Critical Insights: Nineteen Eighty-Four Review

“Published near the midpoint of the twentieth century, when an exhausted world looked eagerly to the future, Nineteen Eighty-Four perhaps did not offer the most optimistic view of things to come. This volume in the Critical Insights series looks both within and without the novel at its influences, themes, and ultimate relevance as the touchstone of dystopian fiction.

Two opening chapters give a general overview of the novel’s literary impact and a brief biographical sketch of its author, George Orwell. The three essays in the Critical Contexts section provide a good foundation for understanding the novel in its time and place. Bradley W. Hart examines the vitriolic political landscape of Britain in the two decades enveloping World War II while Tony Burns writes on the scholarship surrounding the Nineteen Eighty-Four in its role as dystopian novel forebear.

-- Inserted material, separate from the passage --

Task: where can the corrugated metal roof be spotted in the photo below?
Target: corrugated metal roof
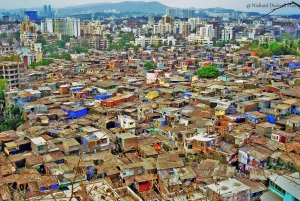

The eleven essays in the Critical Readings section build from Gregory Claeys’ discussion of Nineteen Eighty-Four as it relates to the concept of nationalism to Donald Morris’ piece on the role of privacy in both utopian and dystopian societies. In his essay “Nineteen Eighty-Four in 1984,” Jackson Ayres takes the inevitable but important look at Orwell’s views as updated for the late 1970s and early 1980s. And with “Not Death, but Annihilation: Orwell’s Nineteen Eighty-Four and the Catastrophe of Englishness” Erik Jaccard moves beyond the dystopian label to look at the novel as an English “catastrophe” novel whereby it examines English social decay.

The closing resources section includes a chronology of George Orwell’s life, a listing of his major works, a bibliography, notes on contributors, and an index.
Recommended for high school and college libraries.”